Development vs Production Servers — Why It Matters

During development, you run Uvicorn directly:

uvicorn main:app --reload

The --reload flag watches for file changes and restarts the server automatically. Convenient for development. But here's what --reload actually does under the hood: it uses file system watchers (watchfiles on Linux, fsevents on macOS) to detect changes, then kills the running process and spawns a new one. Every active connection is dropped. Every in-flight request is abandoned. In development, that's a mild annoyance. In production, that's users getting 502 errors.

More importantly, a single Uvicorn process means a single Python event loop, which means a single point of failure. If that process crashes, your API is down — completely, instantly, silently (unless you've set up monitoring, which is the other half of this episode).

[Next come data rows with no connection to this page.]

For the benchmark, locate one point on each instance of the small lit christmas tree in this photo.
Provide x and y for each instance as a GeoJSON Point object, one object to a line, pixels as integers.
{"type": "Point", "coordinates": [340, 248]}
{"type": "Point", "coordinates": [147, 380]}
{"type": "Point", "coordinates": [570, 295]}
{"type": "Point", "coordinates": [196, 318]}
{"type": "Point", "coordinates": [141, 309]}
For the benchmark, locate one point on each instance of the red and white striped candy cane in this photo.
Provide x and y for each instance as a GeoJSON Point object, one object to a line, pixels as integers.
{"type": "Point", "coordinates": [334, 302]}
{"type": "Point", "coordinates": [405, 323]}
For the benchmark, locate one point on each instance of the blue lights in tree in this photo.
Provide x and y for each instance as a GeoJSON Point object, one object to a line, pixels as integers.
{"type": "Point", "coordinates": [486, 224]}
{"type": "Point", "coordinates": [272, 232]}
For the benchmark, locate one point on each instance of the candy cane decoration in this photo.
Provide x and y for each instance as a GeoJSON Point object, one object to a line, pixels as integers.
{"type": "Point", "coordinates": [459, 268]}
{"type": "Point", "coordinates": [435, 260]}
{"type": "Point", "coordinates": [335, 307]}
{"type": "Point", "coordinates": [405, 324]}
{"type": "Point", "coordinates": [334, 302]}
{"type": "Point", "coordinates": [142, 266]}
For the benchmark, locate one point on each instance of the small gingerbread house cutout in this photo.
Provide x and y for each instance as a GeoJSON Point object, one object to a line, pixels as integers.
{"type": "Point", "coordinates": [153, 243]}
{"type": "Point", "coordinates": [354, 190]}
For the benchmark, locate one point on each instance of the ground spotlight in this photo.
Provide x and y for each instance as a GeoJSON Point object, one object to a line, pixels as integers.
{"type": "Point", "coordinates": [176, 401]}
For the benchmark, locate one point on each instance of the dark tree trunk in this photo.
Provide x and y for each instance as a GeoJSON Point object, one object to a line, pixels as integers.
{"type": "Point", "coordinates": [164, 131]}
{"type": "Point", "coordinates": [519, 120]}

Production uses a process manager:

gunicorn main:app \
    --workers 4 \
    --worker-class uvicorn.workers.UvicornWorker \
    --bind 0.0.0.0:8000 \
    --access-logfile - \
    --error-logfile -

Why Gunicorn + Uvicorn? Gunicorn is a mature, battle-tested process manager. It handles spawning workers, monitoring their health, restarting crashed workers, and distributing incoming connections. Uvicorn (via UvicornWorker) handles the actual async request processing within each worker. Together they give you: process supervision, graceful restarts, and horizontal scaling within a single machine.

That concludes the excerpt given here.